Comment by PeterStuer
Comment by PeterStuer 2 days ago
Intuitively I feel like word frequency would be one of the things least impacted by LLM output, no?
Comment by PeterStuer 2 days ago
Intuitively I feel like word frequency would be one of the things least impacted by LLM output, no?
Yes, but the material presented in no way makes distiction between potential organic growth of 'delve' vs. LLM induced use. They just note that even though 'delve' was on the rise, in 23-24 the word gains more popularity, at the same time ChatGPT rose. Word adoption is certainly not a linear phenomenon. And as the author states 'I don't think anyone has reliable information about post-2021 language usage by humans'
So I would still state noun-phrase frequency in LLM output would tend to reflect noun-phrase frequency in training data in a similar context (disregarding enforced bias induced through RLHF and other tuning at the moment)
I'm sure there will be cross-fertilization from LLM to Human and back, but I'm not seeing the data yet that the influence on word-frequency is that outspoken.
The author seems to have some other objections to the rise of LLM's, which I fully understand.
The fact that making this distinction is impossible is reason enough to stop.

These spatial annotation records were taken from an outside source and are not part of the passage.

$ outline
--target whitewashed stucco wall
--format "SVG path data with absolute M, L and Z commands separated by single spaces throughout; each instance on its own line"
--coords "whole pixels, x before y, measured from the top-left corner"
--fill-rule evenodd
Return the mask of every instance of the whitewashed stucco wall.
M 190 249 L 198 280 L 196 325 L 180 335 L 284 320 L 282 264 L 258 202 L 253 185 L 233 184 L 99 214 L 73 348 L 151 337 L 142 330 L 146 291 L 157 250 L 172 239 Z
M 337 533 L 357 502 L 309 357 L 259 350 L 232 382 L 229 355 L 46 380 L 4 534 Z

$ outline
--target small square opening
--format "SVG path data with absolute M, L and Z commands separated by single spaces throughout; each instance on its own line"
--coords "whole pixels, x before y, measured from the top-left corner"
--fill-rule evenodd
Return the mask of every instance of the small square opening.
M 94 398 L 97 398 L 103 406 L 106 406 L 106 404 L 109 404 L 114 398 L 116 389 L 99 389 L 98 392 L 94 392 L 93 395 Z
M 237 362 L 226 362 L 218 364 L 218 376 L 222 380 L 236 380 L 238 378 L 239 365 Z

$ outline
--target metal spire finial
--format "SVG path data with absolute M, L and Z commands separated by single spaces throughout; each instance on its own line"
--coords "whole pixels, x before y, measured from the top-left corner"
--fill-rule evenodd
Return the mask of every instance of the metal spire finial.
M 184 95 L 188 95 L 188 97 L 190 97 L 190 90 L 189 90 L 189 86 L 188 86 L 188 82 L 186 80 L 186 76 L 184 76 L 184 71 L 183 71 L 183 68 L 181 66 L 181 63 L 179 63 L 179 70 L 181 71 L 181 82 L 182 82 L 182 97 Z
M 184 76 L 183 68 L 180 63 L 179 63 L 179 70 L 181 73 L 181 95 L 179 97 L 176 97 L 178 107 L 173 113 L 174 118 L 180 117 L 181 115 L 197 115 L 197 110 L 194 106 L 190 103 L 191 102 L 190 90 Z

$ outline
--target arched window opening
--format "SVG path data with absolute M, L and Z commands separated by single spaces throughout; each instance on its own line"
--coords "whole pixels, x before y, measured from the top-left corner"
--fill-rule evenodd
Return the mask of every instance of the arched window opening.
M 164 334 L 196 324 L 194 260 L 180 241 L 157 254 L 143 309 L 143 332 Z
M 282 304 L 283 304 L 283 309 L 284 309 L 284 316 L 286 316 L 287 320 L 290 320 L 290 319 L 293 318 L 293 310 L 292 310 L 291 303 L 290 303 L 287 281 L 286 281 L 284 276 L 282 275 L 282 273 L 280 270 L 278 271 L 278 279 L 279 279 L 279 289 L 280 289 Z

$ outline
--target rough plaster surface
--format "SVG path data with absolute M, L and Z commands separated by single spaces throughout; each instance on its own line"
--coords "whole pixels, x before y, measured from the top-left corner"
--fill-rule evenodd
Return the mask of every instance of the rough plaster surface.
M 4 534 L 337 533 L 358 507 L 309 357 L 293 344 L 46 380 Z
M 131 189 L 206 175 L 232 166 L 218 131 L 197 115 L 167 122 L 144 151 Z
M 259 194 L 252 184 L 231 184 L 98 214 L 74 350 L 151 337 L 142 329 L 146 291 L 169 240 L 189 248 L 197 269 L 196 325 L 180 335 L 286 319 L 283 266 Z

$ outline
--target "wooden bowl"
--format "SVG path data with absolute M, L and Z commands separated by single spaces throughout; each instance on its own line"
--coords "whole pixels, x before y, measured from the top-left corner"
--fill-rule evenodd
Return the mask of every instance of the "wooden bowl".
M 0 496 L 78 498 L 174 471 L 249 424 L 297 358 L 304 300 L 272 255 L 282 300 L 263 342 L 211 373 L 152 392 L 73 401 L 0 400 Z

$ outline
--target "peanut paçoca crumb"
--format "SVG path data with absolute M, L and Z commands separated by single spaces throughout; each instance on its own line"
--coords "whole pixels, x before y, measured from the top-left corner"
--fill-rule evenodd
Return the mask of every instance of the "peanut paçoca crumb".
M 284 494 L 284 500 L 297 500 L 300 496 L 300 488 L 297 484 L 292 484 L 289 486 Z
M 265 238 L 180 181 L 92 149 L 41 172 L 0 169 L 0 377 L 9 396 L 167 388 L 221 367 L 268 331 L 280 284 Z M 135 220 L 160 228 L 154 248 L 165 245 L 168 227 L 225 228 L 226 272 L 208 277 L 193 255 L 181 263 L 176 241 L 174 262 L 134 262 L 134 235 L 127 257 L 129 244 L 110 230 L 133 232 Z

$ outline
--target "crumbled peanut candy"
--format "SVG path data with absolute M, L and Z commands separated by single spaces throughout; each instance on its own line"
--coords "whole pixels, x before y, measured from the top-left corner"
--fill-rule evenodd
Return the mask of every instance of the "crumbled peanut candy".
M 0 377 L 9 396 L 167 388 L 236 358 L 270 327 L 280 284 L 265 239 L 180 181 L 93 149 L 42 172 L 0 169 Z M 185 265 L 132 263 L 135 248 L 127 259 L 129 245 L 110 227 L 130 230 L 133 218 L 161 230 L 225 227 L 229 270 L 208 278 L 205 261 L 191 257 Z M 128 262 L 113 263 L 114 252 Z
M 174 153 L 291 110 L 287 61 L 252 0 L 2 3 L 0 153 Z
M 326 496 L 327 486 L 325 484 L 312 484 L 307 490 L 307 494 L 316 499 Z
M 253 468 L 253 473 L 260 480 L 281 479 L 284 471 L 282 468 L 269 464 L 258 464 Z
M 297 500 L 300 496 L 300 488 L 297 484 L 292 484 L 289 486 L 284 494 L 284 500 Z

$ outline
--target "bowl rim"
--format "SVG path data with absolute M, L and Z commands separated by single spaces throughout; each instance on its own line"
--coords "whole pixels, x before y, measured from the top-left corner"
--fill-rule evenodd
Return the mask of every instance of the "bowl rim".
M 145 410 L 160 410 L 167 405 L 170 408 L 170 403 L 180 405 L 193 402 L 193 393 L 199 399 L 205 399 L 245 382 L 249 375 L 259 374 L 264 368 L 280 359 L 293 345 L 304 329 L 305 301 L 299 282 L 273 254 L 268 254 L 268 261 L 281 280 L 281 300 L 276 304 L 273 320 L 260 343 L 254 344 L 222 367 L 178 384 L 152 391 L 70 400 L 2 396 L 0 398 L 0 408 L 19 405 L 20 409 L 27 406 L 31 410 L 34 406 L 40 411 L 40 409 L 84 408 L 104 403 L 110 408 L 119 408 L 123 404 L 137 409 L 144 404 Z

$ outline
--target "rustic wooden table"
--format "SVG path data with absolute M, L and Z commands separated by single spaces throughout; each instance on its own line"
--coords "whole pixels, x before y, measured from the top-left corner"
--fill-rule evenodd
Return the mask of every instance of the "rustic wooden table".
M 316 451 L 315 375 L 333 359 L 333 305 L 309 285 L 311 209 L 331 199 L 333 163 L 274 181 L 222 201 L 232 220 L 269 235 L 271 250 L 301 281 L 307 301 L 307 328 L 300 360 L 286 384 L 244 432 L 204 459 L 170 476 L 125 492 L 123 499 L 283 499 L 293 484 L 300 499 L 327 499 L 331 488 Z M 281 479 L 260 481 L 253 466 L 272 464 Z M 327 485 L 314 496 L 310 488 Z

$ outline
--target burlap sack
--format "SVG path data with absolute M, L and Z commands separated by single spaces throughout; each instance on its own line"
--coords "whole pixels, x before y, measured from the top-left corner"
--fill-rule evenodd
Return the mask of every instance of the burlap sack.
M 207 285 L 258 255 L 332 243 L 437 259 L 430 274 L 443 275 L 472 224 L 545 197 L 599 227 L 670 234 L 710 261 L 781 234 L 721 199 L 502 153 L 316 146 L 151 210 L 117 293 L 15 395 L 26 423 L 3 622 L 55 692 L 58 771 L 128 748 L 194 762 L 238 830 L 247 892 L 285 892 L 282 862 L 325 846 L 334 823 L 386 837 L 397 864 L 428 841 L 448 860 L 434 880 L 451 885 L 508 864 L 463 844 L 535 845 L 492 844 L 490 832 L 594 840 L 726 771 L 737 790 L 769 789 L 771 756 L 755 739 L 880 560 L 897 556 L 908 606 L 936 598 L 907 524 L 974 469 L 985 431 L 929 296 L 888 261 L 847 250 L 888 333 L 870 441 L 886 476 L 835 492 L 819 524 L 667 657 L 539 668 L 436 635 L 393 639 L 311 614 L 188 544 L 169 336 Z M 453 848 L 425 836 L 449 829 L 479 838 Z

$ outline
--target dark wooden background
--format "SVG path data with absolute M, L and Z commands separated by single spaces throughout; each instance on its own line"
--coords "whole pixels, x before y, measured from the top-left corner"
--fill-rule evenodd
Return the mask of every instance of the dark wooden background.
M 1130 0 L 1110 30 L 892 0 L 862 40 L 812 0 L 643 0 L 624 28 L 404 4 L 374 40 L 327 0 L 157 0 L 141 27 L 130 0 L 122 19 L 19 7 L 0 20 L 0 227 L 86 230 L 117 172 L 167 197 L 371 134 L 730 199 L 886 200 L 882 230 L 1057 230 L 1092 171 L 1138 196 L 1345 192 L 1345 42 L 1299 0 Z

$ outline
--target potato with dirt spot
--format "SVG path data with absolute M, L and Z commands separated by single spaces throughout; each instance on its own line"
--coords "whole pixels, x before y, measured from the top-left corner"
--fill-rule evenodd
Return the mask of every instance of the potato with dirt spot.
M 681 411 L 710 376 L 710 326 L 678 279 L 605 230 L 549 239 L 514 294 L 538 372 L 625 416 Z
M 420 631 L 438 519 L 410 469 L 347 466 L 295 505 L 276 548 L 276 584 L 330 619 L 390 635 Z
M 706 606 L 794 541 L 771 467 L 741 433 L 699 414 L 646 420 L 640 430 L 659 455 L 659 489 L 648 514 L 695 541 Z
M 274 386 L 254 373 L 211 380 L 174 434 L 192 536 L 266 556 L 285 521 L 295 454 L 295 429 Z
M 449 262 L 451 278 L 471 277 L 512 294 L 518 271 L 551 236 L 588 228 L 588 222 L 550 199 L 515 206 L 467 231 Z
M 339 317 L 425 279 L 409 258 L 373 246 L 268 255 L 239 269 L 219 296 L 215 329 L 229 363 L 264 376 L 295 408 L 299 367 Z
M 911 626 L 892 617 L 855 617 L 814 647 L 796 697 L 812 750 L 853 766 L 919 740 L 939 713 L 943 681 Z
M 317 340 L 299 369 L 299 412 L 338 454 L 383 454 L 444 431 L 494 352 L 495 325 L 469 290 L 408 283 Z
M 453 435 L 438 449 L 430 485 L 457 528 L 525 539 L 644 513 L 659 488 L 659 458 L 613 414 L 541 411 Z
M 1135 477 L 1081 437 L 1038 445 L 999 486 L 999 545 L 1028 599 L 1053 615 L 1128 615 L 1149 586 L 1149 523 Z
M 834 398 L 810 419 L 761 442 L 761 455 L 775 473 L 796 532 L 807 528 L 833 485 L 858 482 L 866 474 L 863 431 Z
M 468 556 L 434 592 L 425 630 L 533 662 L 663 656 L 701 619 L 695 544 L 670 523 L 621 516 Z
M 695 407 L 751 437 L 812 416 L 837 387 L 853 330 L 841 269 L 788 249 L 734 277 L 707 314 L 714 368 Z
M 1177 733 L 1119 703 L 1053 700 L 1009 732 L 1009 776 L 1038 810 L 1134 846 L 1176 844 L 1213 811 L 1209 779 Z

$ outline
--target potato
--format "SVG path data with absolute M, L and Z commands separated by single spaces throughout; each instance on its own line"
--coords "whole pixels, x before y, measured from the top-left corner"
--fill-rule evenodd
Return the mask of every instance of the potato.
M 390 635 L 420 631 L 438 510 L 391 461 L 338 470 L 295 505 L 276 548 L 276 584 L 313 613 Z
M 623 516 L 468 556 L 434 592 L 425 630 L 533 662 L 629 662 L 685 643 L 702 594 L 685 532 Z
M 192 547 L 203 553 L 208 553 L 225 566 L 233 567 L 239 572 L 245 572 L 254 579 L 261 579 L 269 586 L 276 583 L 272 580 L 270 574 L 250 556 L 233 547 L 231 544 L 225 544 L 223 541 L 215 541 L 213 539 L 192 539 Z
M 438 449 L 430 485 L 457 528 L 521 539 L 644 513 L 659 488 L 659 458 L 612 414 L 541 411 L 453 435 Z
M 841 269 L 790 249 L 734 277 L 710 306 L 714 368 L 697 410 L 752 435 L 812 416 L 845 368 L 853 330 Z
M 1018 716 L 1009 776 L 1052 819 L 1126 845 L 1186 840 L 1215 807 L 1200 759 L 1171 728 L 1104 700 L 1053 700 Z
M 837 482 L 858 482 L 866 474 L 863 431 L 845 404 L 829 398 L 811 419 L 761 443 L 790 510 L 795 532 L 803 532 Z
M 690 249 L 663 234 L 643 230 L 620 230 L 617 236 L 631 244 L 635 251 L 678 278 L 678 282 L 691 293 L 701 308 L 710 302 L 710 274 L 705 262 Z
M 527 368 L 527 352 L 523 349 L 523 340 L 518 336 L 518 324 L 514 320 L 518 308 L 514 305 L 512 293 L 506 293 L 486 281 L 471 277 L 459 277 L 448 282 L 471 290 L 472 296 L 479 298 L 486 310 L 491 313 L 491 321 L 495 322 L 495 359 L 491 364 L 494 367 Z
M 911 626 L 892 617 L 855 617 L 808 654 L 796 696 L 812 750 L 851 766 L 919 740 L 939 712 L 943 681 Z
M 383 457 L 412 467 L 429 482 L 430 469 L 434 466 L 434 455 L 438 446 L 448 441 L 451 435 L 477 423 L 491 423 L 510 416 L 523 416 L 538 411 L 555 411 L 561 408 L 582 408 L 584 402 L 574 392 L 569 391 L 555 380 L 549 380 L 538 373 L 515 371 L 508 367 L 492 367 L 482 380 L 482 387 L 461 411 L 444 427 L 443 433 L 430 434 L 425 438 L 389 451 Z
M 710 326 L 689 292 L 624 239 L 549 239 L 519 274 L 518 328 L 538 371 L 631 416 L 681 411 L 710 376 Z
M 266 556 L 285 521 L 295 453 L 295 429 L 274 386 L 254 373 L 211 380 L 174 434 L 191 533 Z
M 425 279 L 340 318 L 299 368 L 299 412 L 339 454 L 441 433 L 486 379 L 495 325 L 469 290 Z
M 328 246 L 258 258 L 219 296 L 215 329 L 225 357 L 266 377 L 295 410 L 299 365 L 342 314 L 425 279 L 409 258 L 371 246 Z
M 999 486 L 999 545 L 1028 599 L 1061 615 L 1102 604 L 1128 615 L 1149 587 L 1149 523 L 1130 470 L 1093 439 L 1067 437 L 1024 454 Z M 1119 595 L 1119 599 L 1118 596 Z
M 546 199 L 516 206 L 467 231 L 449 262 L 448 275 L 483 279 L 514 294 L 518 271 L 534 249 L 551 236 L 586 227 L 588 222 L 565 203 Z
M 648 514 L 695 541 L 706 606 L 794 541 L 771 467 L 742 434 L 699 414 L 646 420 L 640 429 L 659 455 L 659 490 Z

Even granting that we can disregard a really huge factor here, which I'm not sure we really can, one can not know beforehand how the clustering of the vocabulary is going to go pre-training, and its speculated that both at the center and at the edges of clusters we get random particularities. Hence the "solidgoldmagikarp" phenomenon and many others.
there is almost certainly organic growth as well as more people in Nigeria and other SSA countries are getting very good internet penetration in recent years
Think of an LLM as a person on the internet. Just like everyone else, they have their own vocabulary and preferred way of talking which means they’ll use some words more than others. Now imagine we duplicate this hypothetical person an incredible amount of times and have their clones chatter on the internet frequently. ‘Certainly’ this would have an effect.
Yes but this person learned to mimic the internet at large. Theoretically its preferred way of talking would be the average of all training data, as mimicry is GPT's training objective, and would therefore have very similar word distributions. Only, this doesn't account for RLHF and prompts spreading memetically among users.
> Theoretically its preferred way of talking is would be the average of all the training data
This is incorrect. Furthermore, what the LLM says is also determined by what its user wants it to say, and how frequently the user wants the LLM to post on the internet. This will have a large effect on the internet’s word frequency distribution.
If only we had a data set that measured word frequency across the internet as we're getting more and more into AI being used... Maybe with a baseline from before 2021 for comparison... But no let's just stop measuring word frequency entirely because we can just assume what will happen and we're angry.
It'd be in fact quite the opposite. There comes a turning point where the majority of language usage would actually be written by AI, at which point we'd no longer be analysing the word frequency/usage by actual humans and so it wouldn't be representative of how humans actually communicate.
Or potentially even more dystopian would be that AI slop would be dictating/driving human communication going forward.